No mortality occurred

Clinical signs:

other: All animals survived test substance administration during the study. Other than the dermal irritation noted at the dose site of all animals between Days 1 and 8, there were no other adverse clinical findings recorded for any animal over the course of the

Gross pathology:

No gross abnormalities were noted for any of the animals when necropsied at the conclusion of the 14-day observation period.

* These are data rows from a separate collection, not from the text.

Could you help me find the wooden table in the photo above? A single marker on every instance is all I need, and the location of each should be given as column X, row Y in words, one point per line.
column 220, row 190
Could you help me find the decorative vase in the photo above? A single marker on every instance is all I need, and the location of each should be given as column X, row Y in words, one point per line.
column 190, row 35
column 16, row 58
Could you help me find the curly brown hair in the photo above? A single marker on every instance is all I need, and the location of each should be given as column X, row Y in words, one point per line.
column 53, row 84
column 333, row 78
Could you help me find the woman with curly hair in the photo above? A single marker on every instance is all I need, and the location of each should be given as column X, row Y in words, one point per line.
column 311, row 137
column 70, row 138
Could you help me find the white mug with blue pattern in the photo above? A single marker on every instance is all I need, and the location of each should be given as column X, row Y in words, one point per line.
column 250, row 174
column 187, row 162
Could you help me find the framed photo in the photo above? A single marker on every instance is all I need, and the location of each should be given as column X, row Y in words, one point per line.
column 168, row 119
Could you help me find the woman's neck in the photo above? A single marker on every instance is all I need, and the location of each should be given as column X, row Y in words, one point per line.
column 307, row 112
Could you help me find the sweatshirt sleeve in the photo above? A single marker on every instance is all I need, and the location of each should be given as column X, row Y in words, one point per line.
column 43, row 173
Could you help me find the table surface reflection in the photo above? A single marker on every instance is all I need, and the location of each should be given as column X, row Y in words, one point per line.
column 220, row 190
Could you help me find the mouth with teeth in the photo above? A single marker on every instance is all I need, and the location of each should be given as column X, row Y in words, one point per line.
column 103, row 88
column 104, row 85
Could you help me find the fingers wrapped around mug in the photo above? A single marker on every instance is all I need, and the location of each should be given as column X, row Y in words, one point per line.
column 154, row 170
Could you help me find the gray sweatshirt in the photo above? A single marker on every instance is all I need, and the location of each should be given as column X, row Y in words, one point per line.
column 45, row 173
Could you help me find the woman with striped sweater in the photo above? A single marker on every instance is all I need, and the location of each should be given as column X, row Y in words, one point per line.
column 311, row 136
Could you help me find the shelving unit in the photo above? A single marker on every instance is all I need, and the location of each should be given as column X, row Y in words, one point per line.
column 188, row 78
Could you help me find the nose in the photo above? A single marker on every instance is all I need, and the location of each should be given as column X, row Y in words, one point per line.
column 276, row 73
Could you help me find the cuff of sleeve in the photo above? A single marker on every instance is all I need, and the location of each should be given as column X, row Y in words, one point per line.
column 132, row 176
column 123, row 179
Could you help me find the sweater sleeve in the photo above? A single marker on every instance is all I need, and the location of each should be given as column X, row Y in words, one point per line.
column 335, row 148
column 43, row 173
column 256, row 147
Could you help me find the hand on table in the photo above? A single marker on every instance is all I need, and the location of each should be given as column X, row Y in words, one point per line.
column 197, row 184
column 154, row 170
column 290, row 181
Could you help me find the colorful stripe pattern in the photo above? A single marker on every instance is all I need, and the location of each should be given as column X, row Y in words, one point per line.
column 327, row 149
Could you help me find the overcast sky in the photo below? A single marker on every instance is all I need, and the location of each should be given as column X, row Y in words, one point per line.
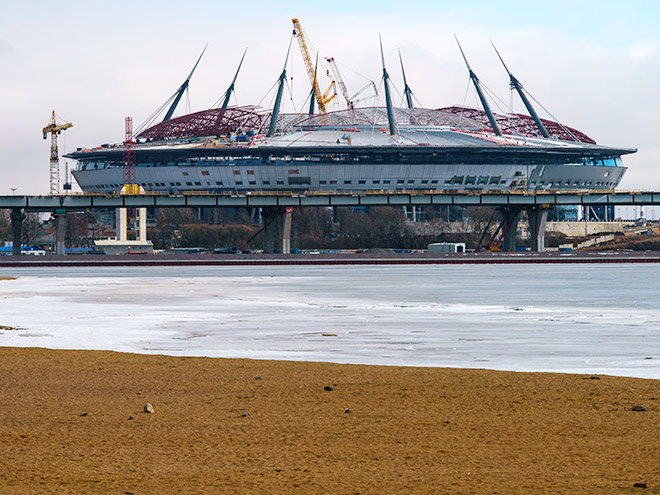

Interpretation of results:

GHS criteria not met

Conclusions:

Under the conditions of this study, the single dose acute dermal median lethal dose (LD50) of CA5528 is greater than 5000 mg/kg of body weight in male and female rats.

Executive summary:

An acute dermal toxicity test was conducted with rats to determine the potential for CA5528 to produce toxicity from a single topical application.  Initially, 5000 mg/kg of the test substance was applied to the skin of one healthy male rat and one healthy female rat for 24 hours. Due to the absence of clinical signs or severe local signs of irritation, an additional four males and four females were tested.  The animals were observed for mortality, signs of gross toxicity, and behavioral changes at least once daily for 14 days. Body weights were recorded prior to application (initial), on Day 7, and on Day 14 (terminal). Necropsies were performed on all animals.

All animals survived test substance administration and gained body weight during the study.  Other than the dermal irritation noted at the dose site of all animals between Days 1 and 8, there were no other adverse clinical findings recorded for any animal over the course of the study.  No gross abnormalities were noted for any of the animals when necropsied at the conclusion of the 14-day observation period.

Endpoint conclusion

Endpoint conclusion:

no adverse effect observed

Quality of whole database:

A fully reliable and valid study according to relevant OECD test guidelines and GLP is available.

Additional information

Justification for classification or non-classification

The substance does not meet the criteria for classification for acute toxicity in accordance with CLP-Regulation (EC) No. 1272/2008.